VRF Lite on Nexus 5600

One of the networking engineers using my ExpertExpress to validate their network design had an interesting problem: he was building a multi-tenant VLAN-based private cloud architecture with each tenant having multiple subnets, and wanted to route within the tenant network as close to the VMs as possible (in the ToR switch).

He was using Nexus 5600 as the ToR switch, and although there’s conflicting information on the number of VRFs supported by that switch (verified topology: 25 VRFs, verified maximum: 1000 VRFs, configuration guide: 64 VRFs), he thought 25 VRFs (tenant routing domains) might be enough.

Another limiting factor is the number of prefixes that you can install in the TCAM, which is shared by all VRFs. The total number of all routes in all VRFs cannot exceed the TCAM size (24000 IPv4 routes or 6000 IPv6 routes on Nexus 5600).

2014-12-19: Rewrote the following paragraph - it seems Nexus OS supports multiple VRFs in the same OSPF instance.

The real roadblock turned out to be the routing protocol support. Nexus 5600 supports up to four OSPF or OSPFv3 instances, which is obviously useless if you want to run an instance per VRF. You can use the same OSPF instance for multiple VRFs, but are still limited by the number of neighbors. With fast OSPF hello timers Nexus 5600 supports up to 16 neighbors (no other information is available in the Verified Scalability guide), which is quite small as you have to run whichever routing protocol you choose in VRF-Lite mode on every virtual uplink (VLAN subinterface) of every VRF. EIGRP is no better: it supports multiple address families (VRFs) per routing process, but cannot have more than 50 active EIGRP interfaces.

It seems BGP is yet again the right answer. You can route multiple address families (VRFs) in a single BGP process, and configure per-VRF neighbors to peer with spine switches. The maximum number of active BGP peers supported on a Nexus 5600 with Nexus OS 7.0 is 256, which gives you four peers per VRF (for four spine switches) with 64 VRFs.

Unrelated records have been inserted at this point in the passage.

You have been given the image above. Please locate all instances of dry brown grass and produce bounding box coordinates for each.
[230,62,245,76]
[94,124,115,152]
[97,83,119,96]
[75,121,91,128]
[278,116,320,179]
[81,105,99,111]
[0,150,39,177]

Not surprisingly, BGP is the routing protocol used to propagate customer reachability information in Cisco’s DFA.

More information

Need to know the limitations of individual data center switches? Check out the Data Center Fabrics webinar. Building a leaf-and-spine fabric? You’ll find the design guidelines in the Leaf-and-Spine Fabric Architectures webinar. Looking for a design review? Go for ExpertExpress.

3 comments:

  1. I don't understand your statement : "Nexus 5600 supports up to four OSPF or OSPFv3 instances, which is obviously useless in this particular scenario."

    Like EIGRP, OSPF on NX-OS is VRF-Aware. (I confirm this point on NX-OS on N7K)

    http://www.cisco.com/c/en/us/td/docs/switches/datacenter/nexus5600/sw/unicast/7x/unicast_n5600_config/l3_ospf.html#pgfId-1446782

    "Virtualization Support : OSPFv2 supports Virtual Routing and Forwarding (VRFs) instances. Each OSPFv2 instance can support multiple VRFs, up to the system limit."
    Replies
    1. Somehow I got the impression that you have to run an instance per VRF. Thank you - will fix.
  2. I may be mistaken, but I think BGP also requires the LAN enterprise license, which might catch some people out when ordering, or if budgets are tight.